The ones that do exert the energy to come up will expect a tiny blue ribbon for showing up.
They will spend much of their time in yard trees, watching TVs and PC screens through the home’s windows.
They will mate at a fraction of the normal rate.
More bugs for the kitties to bring to mama.
Seems like skillful digging carnivores would completely wipe out cicada nymphs before they break the surface.
Maybe they taste bad or something?
My brother-in-law got out of the car and said, "What is that maraca's?"
My dogs think they are delicious.
They were at my college graduation in 1970. Bob Dylan was an honor graduate there. He later commemorated the occasion with “The Day of the Locusts.”
Enjoy the mayfly swarms!
Lol. I don't mind them. They make the flies I tie work better!
I remembered seeing starlings in a previous cycle who were too stuffed with cicada larvae to fly.
When my son was a young’un he asked me why those things were laughing at him.
I love the sound. To me that is the sound of summer!
I never heard them until my dad was assigned to Altus AFB, Oklahoma in the 1960’s. Then I wondered what is that constant screeching? When I saw the discarded shells on the trees they looked prehistoric.
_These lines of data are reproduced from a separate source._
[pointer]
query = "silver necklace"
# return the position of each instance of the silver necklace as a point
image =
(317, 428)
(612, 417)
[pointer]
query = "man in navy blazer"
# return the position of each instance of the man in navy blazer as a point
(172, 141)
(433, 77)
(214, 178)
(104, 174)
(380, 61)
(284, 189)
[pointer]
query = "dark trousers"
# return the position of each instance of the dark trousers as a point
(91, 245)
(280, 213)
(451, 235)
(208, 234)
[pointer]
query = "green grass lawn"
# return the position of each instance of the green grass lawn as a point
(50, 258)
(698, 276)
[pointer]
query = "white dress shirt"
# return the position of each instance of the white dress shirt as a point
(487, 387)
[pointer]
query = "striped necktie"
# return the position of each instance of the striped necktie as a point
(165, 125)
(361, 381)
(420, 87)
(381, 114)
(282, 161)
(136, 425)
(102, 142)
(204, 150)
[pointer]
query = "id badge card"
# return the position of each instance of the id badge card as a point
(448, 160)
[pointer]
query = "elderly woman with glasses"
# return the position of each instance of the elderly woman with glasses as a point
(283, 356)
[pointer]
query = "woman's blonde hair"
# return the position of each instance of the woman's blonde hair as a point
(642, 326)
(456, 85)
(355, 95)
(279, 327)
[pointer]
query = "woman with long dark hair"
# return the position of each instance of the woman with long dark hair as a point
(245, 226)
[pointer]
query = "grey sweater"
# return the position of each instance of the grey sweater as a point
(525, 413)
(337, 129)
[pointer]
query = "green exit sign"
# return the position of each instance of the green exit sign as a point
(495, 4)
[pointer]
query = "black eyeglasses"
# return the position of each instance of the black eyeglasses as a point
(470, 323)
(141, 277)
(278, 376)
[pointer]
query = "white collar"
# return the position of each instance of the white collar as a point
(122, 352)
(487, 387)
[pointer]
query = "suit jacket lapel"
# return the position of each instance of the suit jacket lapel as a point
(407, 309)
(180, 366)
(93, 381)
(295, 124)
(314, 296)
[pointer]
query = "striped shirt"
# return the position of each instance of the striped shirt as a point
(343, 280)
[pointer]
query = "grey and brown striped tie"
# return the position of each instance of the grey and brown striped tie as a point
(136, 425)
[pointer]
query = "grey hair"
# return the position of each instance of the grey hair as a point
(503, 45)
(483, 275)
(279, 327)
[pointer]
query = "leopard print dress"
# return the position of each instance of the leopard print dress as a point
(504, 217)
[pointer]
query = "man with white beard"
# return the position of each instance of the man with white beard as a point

Bad time to ride a motorcycle!
Good time to own a car wash.
well, the new windows also come with a unique “close” feature now...
:)
years ago I was in South Carolina in the woods looking at property. I heard that sound and was wondering if I had gone into the setting for a horror film. Really eerie until I found out what it was.
Are they called Brood X because they have dropped their slave names, like the Nation of Islam adherents?
Makes sense to me!
I was never bothered by them. They eat other bugs, therefore they are my friend.
My real hatred is with mosquitoes. I own three Dynatraps.